Baraonda

Quando abitavo ancora con mia mamma, a volte, circa due volte a stagione, entrava in camera mia e io avevo già capito tutto. Facevo finta di essere impegnata a risolvere qualche equazione per scuola, tiravo fuori un libro, le tavole da disegno, mi rendevo impegnata dal nulla nel nulla mentre lei apriva il mio armadio infilandocisi quasi dentro e mi chiedeva con il tono di mamma autoritaria se non fosse il caso di mettere a posto la baraonda che si era formata, a forza di provare e poi ributtare i vestiti non piegati su se stessi, nell’armadio. Mi diceva Rimetti a posto la baraonda, puoi farlo anche dopo aver finito di far finta di fare altre cose e a me saliva un incredibile voglia di finire ics alla seconda meno due radice quadrata di due ics più due.

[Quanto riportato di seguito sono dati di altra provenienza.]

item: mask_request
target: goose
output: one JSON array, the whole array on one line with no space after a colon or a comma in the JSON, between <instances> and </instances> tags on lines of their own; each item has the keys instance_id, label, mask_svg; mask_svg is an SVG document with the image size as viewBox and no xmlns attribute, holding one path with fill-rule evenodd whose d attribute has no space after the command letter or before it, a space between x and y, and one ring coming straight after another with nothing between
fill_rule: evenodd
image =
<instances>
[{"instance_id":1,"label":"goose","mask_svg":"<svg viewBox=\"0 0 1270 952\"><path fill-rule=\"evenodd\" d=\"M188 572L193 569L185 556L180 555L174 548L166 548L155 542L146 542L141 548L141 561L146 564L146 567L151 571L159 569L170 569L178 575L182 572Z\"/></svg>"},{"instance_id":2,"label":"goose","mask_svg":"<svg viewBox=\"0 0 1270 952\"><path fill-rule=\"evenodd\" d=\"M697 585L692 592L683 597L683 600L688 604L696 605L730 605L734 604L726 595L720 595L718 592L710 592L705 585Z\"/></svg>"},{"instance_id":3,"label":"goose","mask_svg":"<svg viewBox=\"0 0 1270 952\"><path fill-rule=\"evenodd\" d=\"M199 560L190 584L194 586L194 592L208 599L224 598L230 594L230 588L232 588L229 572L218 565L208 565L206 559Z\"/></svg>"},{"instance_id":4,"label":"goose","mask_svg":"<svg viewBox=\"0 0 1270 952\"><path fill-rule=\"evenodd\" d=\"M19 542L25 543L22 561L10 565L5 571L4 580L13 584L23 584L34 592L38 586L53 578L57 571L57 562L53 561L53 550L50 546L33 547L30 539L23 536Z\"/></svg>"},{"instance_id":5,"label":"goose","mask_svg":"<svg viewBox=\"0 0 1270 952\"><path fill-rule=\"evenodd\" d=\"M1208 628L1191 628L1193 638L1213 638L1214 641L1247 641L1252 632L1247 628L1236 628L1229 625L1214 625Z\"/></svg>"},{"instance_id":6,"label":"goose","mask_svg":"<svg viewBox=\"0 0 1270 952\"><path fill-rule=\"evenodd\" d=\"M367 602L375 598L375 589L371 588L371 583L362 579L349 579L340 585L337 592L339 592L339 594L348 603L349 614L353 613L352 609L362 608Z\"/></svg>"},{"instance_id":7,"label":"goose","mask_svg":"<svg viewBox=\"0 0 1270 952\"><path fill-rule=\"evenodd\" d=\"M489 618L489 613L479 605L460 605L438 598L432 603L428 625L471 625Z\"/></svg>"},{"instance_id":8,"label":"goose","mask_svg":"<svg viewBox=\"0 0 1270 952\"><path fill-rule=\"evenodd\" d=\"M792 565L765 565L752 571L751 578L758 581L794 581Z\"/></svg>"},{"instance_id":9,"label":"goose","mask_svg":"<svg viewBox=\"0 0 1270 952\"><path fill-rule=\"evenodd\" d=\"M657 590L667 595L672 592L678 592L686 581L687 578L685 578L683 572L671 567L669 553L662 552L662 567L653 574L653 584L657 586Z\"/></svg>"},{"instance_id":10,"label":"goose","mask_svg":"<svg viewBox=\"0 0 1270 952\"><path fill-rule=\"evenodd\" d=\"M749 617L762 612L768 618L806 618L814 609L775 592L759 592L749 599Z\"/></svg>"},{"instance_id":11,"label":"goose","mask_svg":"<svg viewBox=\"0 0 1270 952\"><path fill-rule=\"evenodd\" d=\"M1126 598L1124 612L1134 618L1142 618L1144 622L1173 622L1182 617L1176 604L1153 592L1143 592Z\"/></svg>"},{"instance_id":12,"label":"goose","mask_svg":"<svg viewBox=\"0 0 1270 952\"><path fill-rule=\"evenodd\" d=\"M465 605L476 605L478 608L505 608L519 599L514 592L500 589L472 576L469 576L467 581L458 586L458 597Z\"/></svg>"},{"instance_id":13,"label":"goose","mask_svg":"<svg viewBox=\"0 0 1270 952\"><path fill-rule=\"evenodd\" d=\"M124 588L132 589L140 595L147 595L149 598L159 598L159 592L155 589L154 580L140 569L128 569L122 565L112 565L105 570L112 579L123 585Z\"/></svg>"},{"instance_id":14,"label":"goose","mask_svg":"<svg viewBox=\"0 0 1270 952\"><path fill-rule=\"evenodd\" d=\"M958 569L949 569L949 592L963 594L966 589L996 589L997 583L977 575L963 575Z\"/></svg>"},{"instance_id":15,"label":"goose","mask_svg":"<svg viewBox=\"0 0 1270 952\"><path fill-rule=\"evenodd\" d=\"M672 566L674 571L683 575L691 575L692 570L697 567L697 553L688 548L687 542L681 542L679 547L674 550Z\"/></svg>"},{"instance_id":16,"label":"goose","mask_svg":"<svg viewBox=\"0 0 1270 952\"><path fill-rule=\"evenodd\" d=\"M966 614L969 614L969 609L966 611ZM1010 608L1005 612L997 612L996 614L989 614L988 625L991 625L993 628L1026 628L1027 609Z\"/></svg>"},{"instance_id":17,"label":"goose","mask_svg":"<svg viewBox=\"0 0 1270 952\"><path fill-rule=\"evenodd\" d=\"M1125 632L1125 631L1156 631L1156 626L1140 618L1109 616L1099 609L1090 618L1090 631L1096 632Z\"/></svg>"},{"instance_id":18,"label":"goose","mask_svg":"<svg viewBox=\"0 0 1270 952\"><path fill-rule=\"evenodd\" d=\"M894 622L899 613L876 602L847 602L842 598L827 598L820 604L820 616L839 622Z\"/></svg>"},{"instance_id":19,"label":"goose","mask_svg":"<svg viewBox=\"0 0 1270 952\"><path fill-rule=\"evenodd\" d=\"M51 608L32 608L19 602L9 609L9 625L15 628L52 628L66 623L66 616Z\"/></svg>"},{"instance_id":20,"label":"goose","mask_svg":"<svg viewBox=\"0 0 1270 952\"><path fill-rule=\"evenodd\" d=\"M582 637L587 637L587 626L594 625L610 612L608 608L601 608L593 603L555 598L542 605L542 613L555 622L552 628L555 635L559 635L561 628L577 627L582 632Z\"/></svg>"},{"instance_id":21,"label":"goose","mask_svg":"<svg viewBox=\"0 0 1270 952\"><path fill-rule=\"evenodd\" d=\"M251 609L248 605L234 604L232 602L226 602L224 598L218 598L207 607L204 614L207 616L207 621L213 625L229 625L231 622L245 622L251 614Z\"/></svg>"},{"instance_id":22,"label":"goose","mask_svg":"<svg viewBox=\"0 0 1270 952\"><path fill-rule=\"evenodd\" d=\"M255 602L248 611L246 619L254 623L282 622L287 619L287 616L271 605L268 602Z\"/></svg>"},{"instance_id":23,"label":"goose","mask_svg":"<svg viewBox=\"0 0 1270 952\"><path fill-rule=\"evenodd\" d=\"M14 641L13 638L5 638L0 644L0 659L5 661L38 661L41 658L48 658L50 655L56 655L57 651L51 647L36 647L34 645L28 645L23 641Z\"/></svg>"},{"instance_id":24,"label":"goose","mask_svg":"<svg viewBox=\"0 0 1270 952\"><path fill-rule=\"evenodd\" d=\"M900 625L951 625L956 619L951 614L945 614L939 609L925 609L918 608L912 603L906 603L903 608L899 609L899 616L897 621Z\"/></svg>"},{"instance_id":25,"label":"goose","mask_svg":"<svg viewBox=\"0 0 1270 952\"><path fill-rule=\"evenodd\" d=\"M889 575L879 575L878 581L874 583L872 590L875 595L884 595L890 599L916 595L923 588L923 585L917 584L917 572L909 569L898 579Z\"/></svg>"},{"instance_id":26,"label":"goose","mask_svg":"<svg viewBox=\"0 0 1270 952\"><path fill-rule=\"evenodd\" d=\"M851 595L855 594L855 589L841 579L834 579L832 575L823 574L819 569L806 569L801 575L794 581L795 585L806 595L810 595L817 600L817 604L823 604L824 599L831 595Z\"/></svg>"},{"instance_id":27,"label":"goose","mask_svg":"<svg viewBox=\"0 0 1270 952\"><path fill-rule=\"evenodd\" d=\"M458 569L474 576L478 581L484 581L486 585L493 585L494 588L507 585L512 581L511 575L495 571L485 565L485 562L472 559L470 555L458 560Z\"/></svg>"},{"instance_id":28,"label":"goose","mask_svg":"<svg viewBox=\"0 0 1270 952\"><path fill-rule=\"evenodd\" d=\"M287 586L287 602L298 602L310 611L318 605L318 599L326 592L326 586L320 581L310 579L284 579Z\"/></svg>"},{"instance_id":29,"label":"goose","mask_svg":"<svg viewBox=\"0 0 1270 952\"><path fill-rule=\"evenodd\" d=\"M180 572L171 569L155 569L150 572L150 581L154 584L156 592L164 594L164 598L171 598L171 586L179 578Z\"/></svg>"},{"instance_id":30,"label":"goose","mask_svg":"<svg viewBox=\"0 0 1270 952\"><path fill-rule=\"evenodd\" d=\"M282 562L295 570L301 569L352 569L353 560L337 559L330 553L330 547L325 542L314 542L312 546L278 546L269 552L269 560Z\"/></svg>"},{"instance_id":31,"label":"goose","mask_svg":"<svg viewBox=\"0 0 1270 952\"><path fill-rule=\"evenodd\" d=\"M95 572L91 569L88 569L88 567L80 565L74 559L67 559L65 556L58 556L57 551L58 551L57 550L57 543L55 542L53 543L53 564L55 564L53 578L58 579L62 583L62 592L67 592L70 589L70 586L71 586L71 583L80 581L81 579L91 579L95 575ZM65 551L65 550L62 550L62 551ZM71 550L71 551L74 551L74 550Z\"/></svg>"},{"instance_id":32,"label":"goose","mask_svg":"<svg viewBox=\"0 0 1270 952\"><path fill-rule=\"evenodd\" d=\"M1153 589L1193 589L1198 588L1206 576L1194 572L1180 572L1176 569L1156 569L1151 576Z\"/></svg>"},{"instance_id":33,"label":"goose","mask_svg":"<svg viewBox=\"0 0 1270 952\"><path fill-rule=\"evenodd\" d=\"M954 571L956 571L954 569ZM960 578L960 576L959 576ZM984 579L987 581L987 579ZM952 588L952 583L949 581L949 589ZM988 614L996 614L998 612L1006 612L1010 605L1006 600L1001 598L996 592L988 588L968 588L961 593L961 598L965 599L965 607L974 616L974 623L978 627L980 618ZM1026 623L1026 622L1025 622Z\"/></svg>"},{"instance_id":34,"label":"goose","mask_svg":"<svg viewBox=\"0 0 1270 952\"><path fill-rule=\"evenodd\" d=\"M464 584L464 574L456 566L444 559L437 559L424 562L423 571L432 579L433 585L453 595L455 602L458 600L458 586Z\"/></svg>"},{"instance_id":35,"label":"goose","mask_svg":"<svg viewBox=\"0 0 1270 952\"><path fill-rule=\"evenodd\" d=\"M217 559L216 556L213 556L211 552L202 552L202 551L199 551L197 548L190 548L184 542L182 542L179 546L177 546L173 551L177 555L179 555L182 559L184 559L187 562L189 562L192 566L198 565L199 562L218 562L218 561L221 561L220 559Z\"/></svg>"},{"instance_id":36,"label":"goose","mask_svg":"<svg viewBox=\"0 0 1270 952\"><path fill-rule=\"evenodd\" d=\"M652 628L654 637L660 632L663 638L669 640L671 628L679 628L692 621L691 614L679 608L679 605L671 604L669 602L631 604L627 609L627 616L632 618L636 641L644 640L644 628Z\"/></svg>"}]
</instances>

La baraonda comunque rimaneva lì, nell’armadio, sarebbero bastati dieci minuti per piegare maglioni, pantaloni, canottiere, io pure iniziavo, trovavo anche cose che avevo perso nella stagione prima, ma poi mi perdevo davvero nelle cose che avevo iniziato per finta.
È così che ho finito le lettere di Jacopo Ortis, ad ogni modo. E pure scoperto che mi piaceva la matematica.

Comunque, a me le equazioni che per risultato fanno zero, una volta risolte, mi sembrano proprio uno spreco, anche di tempo.